Fort Wayne Children’s Zoo plans major renovations of Monkey Island, otter exhibit
Monkey Island will get a major remake and a new otter exhibit will give the animals nearly three times more space to romp and play, according to renovation plans announced by the Fort Wayne Children’s Zoo.
In a letter sent to zoo donors this week, the zoo announced the projects and its $6.4 million Journey to the Heart of the Zoo fundraising campaign, which will pay for the new projects as well as work completed last winter, such as improvements to Mother Goose Pond, paths from the gift shop to the train station and a new water line system.

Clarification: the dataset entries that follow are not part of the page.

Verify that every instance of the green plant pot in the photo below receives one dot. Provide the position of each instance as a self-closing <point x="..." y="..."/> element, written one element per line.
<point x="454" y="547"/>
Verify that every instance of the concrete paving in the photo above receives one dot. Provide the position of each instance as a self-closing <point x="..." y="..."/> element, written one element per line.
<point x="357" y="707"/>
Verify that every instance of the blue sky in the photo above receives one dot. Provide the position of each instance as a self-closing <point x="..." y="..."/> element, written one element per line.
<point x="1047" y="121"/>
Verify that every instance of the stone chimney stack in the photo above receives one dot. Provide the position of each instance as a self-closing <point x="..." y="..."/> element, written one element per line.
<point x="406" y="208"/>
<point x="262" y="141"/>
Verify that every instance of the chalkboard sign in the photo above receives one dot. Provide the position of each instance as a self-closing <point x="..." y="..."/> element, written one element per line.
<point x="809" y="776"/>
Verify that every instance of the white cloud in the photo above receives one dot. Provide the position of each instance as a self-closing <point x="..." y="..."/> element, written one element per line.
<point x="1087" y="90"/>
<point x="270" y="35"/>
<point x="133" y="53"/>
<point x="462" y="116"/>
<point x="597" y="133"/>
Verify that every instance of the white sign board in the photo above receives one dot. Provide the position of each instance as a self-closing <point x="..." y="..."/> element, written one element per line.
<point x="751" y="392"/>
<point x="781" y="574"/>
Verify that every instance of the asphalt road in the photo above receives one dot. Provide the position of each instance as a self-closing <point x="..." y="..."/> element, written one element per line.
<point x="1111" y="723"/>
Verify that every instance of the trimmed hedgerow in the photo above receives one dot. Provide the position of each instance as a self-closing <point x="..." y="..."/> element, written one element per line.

The zoo, which is located at 3411 Sherman Blvd. in Franke Park, has raised more than half of its goal, said Bonnie Kemp, zoo communications director.
The new renovation is scheduled to start Nov. 1 and be completed for the opening of the 2019 zoo season, Kemp said. The Monkey Island exhibit will be under construction during the 2018 zoo season, but the otter exhibit and other Central Zoo exhibits will be open, she said.
A major goal of the Monkey Island renovation will be “to ensure kids are able to connect with animals from the moment they enter through our front gate,” said the letter signed by Amy Lazoff, zoo director of development.
After the renovations, Monkey Island visible to visitors as soon as they enter the zoo, the letter said. An architectural drawing of the exhibit shows it will retain its same basic shape, but a new building spanning the northwest portion of the moat around the island will allow zookeepers to keep the Capuchin monkeys inside at the exhibit during the off-season and on cold spring or fall days, Kemp said.
Waterfalls will pour from east and south sides of the building into the moat, and a short stream will flow across the southwest part of the island. The plans also show a perching tree in the center of the island.
The new, larger otter exhibit will include several new features, such as an underwater viewing shelter and a viewing cave at the front of the exhibit, the architectural drawing shows, At the back of the exhibit, a waterfall will lead to a deep-water pool and an otter slide, and a stream will flow from the back deep-water pool to the deep-water pool in the front of the exhibit.
Additional work will include installing wider, accessible pathways in the Central Zoo area for people with disabilities, the letter said. Current zoo parking lots also will be reconfigured to improve vehicle flow and to provide a new, safe drop-off area for schoolchildren visiting on class trips.